En Ambiente

Un dedo

Depre974

Una hora disfruté con la mirada en su dedo meñique, ese pequeñín menospreciado, el opuesto al laureado pulgar, el gordo diferenciador de la familia de seres erguidos, el único de los cinco con capacidad para tocar los cuatro compañeros en la extensión de su estructura cuya primera falange determina una unidad de longitud antropométrica ancestral.

La prometedora cercanía con el anular, al cual, en su manifestación siniestra le engarzamos el símbolo de una pertenencia infinita, no le otorga beneficio alguno ni lo enaltece la inmediata vecindad.

No posee la extensión del dedo cordial, medio o mayor, base para establecer la estructura y definir la exquisitez de una mano. Tercia de falanges con las cuales herimos el pudor ajeno con la declaración tosca de exacerbada capacidad sexual.

Sin el poderío del índice —direccional—, con el que tocamos el pecho ajeno para determinar al culpable y que al trazar en la tierra inicia la convención del lenguaje, recorrido lento, trabado en la espiral de la gran idea volátil abandonada en la riesgosa superficie del barro para después de iniciar el gran proceso transformador — la heredad colectiva— hasta que, finalmente, con torpeza inigualable lo transformamos en herramienta asquerosa con la cual hurgar en las cavidades de la nariz. El meñique y el anular semiplegados manifiestan la trascendencia para significar una bendición, plegados en hermandad con los otros tres, un puñetazo que no destraba un conflicto, lo ahonda.

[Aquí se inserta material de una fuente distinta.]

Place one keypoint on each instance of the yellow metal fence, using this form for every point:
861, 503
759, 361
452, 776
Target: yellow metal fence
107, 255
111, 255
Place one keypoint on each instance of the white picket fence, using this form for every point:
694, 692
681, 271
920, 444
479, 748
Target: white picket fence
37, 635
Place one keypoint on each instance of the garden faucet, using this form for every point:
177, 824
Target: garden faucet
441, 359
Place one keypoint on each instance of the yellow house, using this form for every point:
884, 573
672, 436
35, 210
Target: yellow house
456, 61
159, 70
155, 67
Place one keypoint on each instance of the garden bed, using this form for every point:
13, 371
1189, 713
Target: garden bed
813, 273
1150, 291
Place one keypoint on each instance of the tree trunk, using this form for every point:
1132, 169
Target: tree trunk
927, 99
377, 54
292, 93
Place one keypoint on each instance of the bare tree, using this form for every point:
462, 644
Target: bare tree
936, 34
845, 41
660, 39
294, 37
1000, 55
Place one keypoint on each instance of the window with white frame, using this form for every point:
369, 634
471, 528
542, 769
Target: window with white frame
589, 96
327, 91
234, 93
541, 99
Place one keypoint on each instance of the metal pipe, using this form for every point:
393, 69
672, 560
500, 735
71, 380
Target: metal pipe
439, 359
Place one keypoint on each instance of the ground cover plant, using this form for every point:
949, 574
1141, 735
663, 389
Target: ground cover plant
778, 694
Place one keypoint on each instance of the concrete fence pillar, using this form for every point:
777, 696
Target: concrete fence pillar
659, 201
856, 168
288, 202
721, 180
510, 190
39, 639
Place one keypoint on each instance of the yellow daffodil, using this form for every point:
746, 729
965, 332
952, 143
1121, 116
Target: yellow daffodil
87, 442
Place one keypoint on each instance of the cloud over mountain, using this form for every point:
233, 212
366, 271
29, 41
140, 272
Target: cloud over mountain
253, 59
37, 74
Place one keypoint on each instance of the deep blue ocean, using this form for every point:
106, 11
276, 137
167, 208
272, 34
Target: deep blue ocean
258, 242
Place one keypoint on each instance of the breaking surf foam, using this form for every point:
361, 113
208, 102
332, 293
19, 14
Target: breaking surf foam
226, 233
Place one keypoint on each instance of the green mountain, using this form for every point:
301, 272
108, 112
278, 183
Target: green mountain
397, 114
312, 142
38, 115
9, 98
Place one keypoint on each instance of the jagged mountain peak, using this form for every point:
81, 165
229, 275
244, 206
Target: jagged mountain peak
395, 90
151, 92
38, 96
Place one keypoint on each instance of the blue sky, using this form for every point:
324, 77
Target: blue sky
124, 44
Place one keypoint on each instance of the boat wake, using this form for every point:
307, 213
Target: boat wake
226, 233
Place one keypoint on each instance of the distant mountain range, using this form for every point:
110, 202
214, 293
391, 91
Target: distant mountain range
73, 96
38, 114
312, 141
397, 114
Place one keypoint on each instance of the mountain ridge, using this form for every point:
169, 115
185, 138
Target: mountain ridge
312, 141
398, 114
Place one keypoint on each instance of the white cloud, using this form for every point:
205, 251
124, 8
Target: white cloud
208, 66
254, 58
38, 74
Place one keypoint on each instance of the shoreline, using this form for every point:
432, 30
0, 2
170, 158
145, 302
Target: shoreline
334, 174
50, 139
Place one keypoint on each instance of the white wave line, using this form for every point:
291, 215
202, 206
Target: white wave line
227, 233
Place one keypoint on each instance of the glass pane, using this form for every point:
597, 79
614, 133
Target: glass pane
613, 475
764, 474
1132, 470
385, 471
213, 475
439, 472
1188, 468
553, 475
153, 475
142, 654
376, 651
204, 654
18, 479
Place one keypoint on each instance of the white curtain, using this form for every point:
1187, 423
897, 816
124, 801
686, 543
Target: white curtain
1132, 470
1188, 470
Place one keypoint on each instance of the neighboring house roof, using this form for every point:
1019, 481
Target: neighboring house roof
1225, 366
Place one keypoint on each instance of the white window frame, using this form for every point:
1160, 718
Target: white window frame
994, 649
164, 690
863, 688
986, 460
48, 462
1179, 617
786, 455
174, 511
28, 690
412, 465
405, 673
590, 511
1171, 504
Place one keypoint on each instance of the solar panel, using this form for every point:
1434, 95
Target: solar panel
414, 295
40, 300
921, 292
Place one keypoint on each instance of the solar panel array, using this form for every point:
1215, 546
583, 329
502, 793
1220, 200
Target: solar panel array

El meñique es sólo el dedo final, el último, el despreciado, ese que con pretendida elegancia separamos con garbo al asir una tasa: ningún glotón se chupa el meñique para mostrar la plena complacencia, con él es imposible solicitar un “aventón”, no es alguno de los dos dedos involucrados para medir la frente a fin de establecer la inteligencia humana ni es aquél que ingresará en la llaga para zanjar la duda. Considerarlo parte fútil del conjunto es ya una consideración (si hasta las caricaturas clásicas carecen de meñique), aunque sin el meñique —ese intruso en la caricia— la unión de las palmas durante la plegaria jamás marcaría el origen terreno para elevar escalonadamente la oración.

La armonía de un rostro lo fijan la proporción de los ojos; la belleza de un cuerpo la repetición modulada de la cabeza; el rostro fija el tamaño de la palma y toda esa armonía quedaría ridiculizada con un feo meñique. No obstante, ese dedo pequeño, el inútil, el desairado, es la parte que otorga firmeza al saludo, el que prolonga sutilmente la calidez de la caricia. Ese dedito prescribe la belleza de una mano que, en ella, es el monumento máximo a la apetencia eterna de perfección.

Una hora disfruté con la mirada en su dedo meñique: enriquecedora experiencia.